Is the investment focus shifting to the East? Asian stocks outperform Europe and the US for the first time in five years, while bond markets are also gaining momentum!
The recovery of the financial markets reflects that, as the European and American economies slow down, the attractiveness of Asia to investors seeking faster growth is increasing.
The Asian market is "waking up" - this year, the region's stock market performance is surpassing that of Europe and the United States, while the credit market is strong, local currencies are continuing to strengthen, and many investors expect this momentum to continue until 2026.
Market data shows that the MSCI Asia Pacific Index, measured in US dollars, has a total return rate of 27% this year, including dividends.
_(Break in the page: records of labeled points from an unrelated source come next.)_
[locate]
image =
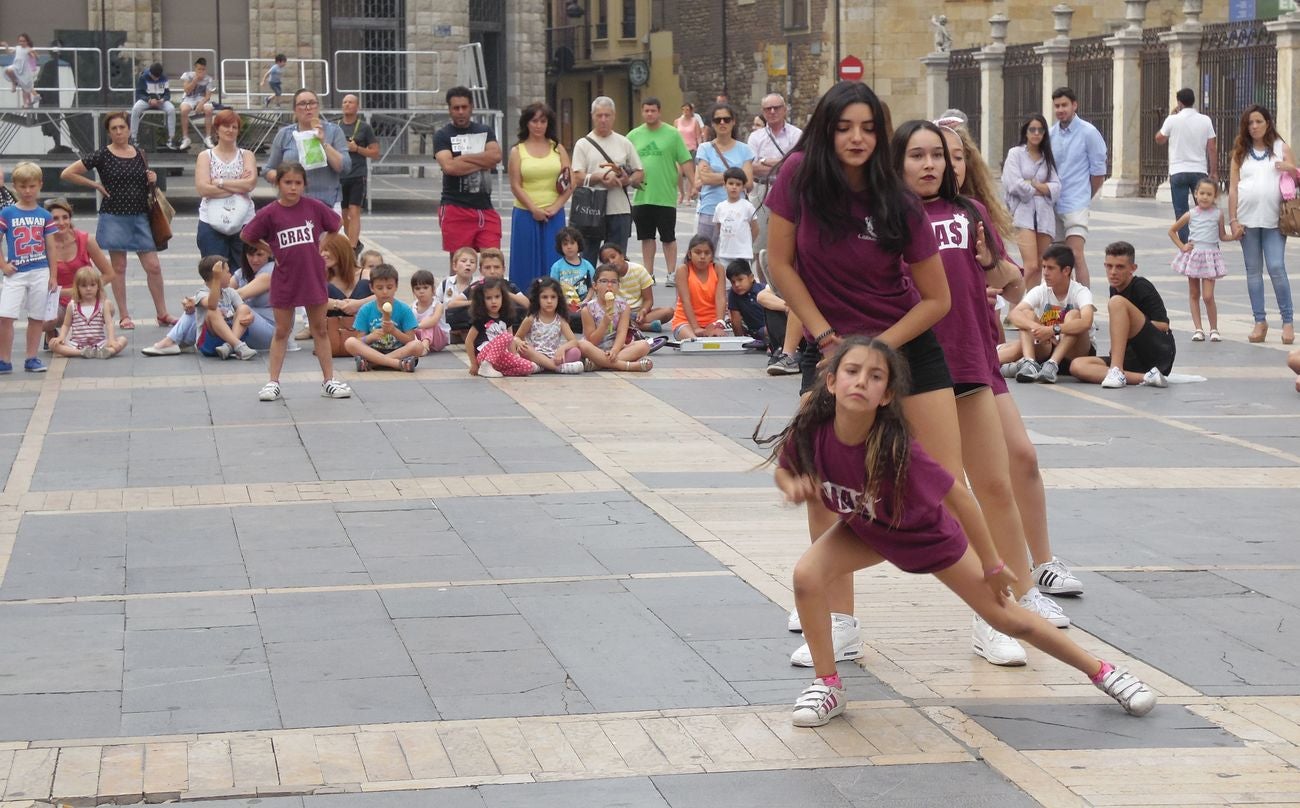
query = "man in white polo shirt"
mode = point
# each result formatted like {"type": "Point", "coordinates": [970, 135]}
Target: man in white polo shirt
{"type": "Point", "coordinates": [1192, 150]}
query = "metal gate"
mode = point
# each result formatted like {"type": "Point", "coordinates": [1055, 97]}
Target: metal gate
{"type": "Point", "coordinates": [1090, 72]}
{"type": "Point", "coordinates": [1239, 66]}
{"type": "Point", "coordinates": [1022, 94]}
{"type": "Point", "coordinates": [1153, 157]}
{"type": "Point", "coordinates": [963, 87]}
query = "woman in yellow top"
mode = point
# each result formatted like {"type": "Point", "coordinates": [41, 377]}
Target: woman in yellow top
{"type": "Point", "coordinates": [540, 181]}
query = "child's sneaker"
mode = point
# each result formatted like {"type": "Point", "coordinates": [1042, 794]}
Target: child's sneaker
{"type": "Point", "coordinates": [818, 704]}
{"type": "Point", "coordinates": [1126, 689]}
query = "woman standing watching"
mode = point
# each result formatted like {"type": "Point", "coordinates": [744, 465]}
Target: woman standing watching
{"type": "Point", "coordinates": [1031, 185]}
{"type": "Point", "coordinates": [124, 213]}
{"type": "Point", "coordinates": [1253, 205]}
{"type": "Point", "coordinates": [537, 164]}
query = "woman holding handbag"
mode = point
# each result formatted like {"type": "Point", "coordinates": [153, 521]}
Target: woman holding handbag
{"type": "Point", "coordinates": [541, 182]}
{"type": "Point", "coordinates": [125, 186]}
{"type": "Point", "coordinates": [224, 177]}
{"type": "Point", "coordinates": [1260, 156]}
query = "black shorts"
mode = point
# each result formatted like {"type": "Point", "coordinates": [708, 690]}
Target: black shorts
{"type": "Point", "coordinates": [648, 218]}
{"type": "Point", "coordinates": [1148, 348]}
{"type": "Point", "coordinates": [924, 357]}
{"type": "Point", "coordinates": [354, 191]}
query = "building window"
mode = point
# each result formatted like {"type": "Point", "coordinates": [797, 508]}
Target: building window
{"type": "Point", "coordinates": [796, 13]}
{"type": "Point", "coordinates": [629, 18]}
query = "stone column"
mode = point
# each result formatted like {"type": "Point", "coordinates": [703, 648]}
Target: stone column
{"type": "Point", "coordinates": [936, 82]}
{"type": "Point", "coordinates": [1126, 104]}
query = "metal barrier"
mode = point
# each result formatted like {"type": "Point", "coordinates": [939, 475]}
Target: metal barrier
{"type": "Point", "coordinates": [390, 77]}
{"type": "Point", "coordinates": [154, 56]}
{"type": "Point", "coordinates": [251, 87]}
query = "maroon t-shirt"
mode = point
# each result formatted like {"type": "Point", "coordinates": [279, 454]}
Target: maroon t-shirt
{"type": "Point", "coordinates": [857, 286]}
{"type": "Point", "coordinates": [927, 537]}
{"type": "Point", "coordinates": [963, 333]}
{"type": "Point", "coordinates": [294, 235]}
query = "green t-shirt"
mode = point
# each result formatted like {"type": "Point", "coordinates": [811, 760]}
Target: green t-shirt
{"type": "Point", "coordinates": [662, 151]}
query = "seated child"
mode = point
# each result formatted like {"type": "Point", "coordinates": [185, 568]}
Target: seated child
{"type": "Point", "coordinates": [490, 342]}
{"type": "Point", "coordinates": [636, 289]}
{"type": "Point", "coordinates": [386, 328]}
{"type": "Point", "coordinates": [606, 321]}
{"type": "Point", "coordinates": [432, 326]}
{"type": "Point", "coordinates": [701, 300]}
{"type": "Point", "coordinates": [545, 335]}
{"type": "Point", "coordinates": [224, 315]}
{"type": "Point", "coordinates": [87, 328]}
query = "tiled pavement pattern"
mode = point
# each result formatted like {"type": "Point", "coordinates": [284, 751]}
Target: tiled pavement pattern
{"type": "Point", "coordinates": [471, 593]}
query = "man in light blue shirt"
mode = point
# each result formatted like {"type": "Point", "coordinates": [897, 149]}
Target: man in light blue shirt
{"type": "Point", "coordinates": [1080, 157]}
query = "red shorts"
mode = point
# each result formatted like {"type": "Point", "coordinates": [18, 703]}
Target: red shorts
{"type": "Point", "coordinates": [468, 227]}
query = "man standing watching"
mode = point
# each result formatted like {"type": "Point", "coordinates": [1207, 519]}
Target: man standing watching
{"type": "Point", "coordinates": [1192, 151]}
{"type": "Point", "coordinates": [609, 159]}
{"type": "Point", "coordinates": [363, 146]}
{"type": "Point", "coordinates": [467, 152]}
{"type": "Point", "coordinates": [1080, 157]}
{"type": "Point", "coordinates": [654, 207]}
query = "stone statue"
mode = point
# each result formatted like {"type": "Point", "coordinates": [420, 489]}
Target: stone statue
{"type": "Point", "coordinates": [943, 39]}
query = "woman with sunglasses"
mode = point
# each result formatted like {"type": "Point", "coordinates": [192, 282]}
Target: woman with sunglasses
{"type": "Point", "coordinates": [711, 160]}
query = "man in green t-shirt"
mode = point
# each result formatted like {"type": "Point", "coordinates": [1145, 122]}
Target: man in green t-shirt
{"type": "Point", "coordinates": [664, 159]}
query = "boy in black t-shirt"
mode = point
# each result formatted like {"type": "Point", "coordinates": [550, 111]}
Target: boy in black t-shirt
{"type": "Point", "coordinates": [1140, 337]}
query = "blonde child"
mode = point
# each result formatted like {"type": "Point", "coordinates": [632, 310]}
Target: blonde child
{"type": "Point", "coordinates": [545, 335]}
{"type": "Point", "coordinates": [87, 330]}
{"type": "Point", "coordinates": [1199, 257]}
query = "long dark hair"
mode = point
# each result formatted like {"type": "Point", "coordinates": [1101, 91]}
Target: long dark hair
{"type": "Point", "coordinates": [529, 112]}
{"type": "Point", "coordinates": [1045, 147]}
{"type": "Point", "coordinates": [822, 187]}
{"type": "Point", "coordinates": [479, 300]}
{"type": "Point", "coordinates": [888, 442]}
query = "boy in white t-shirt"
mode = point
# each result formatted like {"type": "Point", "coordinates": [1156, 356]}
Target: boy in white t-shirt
{"type": "Point", "coordinates": [1054, 320]}
{"type": "Point", "coordinates": [736, 221]}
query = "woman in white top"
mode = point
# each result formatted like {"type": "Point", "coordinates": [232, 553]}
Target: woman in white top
{"type": "Point", "coordinates": [1255, 203]}
{"type": "Point", "coordinates": [1031, 185]}
{"type": "Point", "coordinates": [225, 177]}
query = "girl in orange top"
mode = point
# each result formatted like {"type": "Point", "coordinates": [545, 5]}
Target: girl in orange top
{"type": "Point", "coordinates": [701, 294]}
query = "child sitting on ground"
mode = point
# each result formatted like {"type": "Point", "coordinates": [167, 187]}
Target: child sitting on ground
{"type": "Point", "coordinates": [432, 326]}
{"type": "Point", "coordinates": [87, 330]}
{"type": "Point", "coordinates": [386, 328]}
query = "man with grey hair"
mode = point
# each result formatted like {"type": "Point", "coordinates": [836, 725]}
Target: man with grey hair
{"type": "Point", "coordinates": [607, 159]}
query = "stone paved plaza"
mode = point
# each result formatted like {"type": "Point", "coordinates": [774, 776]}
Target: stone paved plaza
{"type": "Point", "coordinates": [571, 590]}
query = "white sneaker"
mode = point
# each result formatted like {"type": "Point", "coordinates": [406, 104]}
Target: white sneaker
{"type": "Point", "coordinates": [845, 637]}
{"type": "Point", "coordinates": [996, 647]}
{"type": "Point", "coordinates": [1044, 607]}
{"type": "Point", "coordinates": [1114, 378]}
{"type": "Point", "coordinates": [1155, 378]}
{"type": "Point", "coordinates": [1126, 689]}
{"type": "Point", "coordinates": [1056, 578]}
{"type": "Point", "coordinates": [818, 704]}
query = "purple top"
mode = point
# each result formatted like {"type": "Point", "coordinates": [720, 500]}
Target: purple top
{"type": "Point", "coordinates": [858, 287]}
{"type": "Point", "coordinates": [927, 537]}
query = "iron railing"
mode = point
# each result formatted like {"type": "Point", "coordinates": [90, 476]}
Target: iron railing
{"type": "Point", "coordinates": [963, 87]}
{"type": "Point", "coordinates": [1152, 157]}
{"type": "Point", "coordinates": [1239, 68]}
{"type": "Point", "coordinates": [1090, 72]}
{"type": "Point", "coordinates": [1022, 94]}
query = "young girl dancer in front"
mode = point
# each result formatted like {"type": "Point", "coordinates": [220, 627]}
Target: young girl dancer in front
{"type": "Point", "coordinates": [849, 456]}
{"type": "Point", "coordinates": [1199, 259]}
{"type": "Point", "coordinates": [87, 328]}
{"type": "Point", "coordinates": [294, 226]}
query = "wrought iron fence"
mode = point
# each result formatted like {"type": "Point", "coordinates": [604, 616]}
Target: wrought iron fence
{"type": "Point", "coordinates": [1090, 70]}
{"type": "Point", "coordinates": [1022, 94]}
{"type": "Point", "coordinates": [1239, 66]}
{"type": "Point", "coordinates": [1152, 157]}
{"type": "Point", "coordinates": [963, 87]}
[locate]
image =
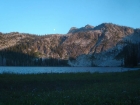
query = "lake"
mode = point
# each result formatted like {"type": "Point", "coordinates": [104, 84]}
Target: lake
{"type": "Point", "coordinates": [35, 70]}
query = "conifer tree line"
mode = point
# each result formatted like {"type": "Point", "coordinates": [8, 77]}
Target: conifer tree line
{"type": "Point", "coordinates": [14, 57]}
{"type": "Point", "coordinates": [131, 55]}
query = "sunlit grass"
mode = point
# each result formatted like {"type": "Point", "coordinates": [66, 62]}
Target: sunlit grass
{"type": "Point", "coordinates": [70, 89]}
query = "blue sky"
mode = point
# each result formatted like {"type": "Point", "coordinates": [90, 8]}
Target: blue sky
{"type": "Point", "coordinates": [58, 16]}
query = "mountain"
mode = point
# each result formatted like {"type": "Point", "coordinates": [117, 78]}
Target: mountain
{"type": "Point", "coordinates": [87, 46]}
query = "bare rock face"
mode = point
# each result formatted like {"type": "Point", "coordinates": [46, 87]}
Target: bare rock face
{"type": "Point", "coordinates": [101, 41]}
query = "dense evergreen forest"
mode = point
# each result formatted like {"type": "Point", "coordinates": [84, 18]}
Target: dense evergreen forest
{"type": "Point", "coordinates": [131, 55]}
{"type": "Point", "coordinates": [14, 57]}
This is the first time since 2020 that the Asia-Pacific stock markets have outperformed European and American benchmark indices in a year.
The recovery in financial markets reflects the increasing attractiveness of Asia to investors seeking faster growth, amidst the slowdown in the European and American economies. The weakening US dollar has made ACR HOLDINGS more attractive, while the region's deep connections with the technology sector shaping the global economy have further enhanced its investment value.
Hebe Chen, senior market analyst at Vantage Global Prime Pty, pointed out, "The outstanding performance of the Asian market is not only a cyclical rebound, but also reflects the convergence of global growth policy trends, laying a solid foundation for the region to move towards 2026. Although the US still dominates the high end of the technology industry chain, Asia - especially China, South Korea, and Japan, has now firmly occupied key segments of the artificial intelligence value chain, often without the overvaluation pressure seen in US stocks."
In terms of market distribution, the breadth of the current Asian stock market rally is particularly significant. Japan, South Korea, and China have all recorded double-digit gains this year. Among them, the KOSPI index in South Korea surged by 71%, becoming one of the best-performing major markets globally.
In China, the stock market is heading towards its strongest annual performance since 2020, driven by the AI boom. Market interest in Chinese technology stocks has been reignited by the narrative sparked by DeepSeek's AI. Jonathan Armitage, Chief Investment Officer of Colonial First State, stated that the renewed focus on Chinese technology stocks has increased the fund's outlook for emerging market stocks until 2026.
Of course, this wave of gains is also accompanied by risks. The economic recovery processes of the major Asian economies are not balanced, and a strengthening US dollar could harm the returns of foreign investors. The market is also concerned that the rise in AI-related technology stocks has become overcrowded, and if growth slows down or market sentiment reverses, stock prices could come under pressure.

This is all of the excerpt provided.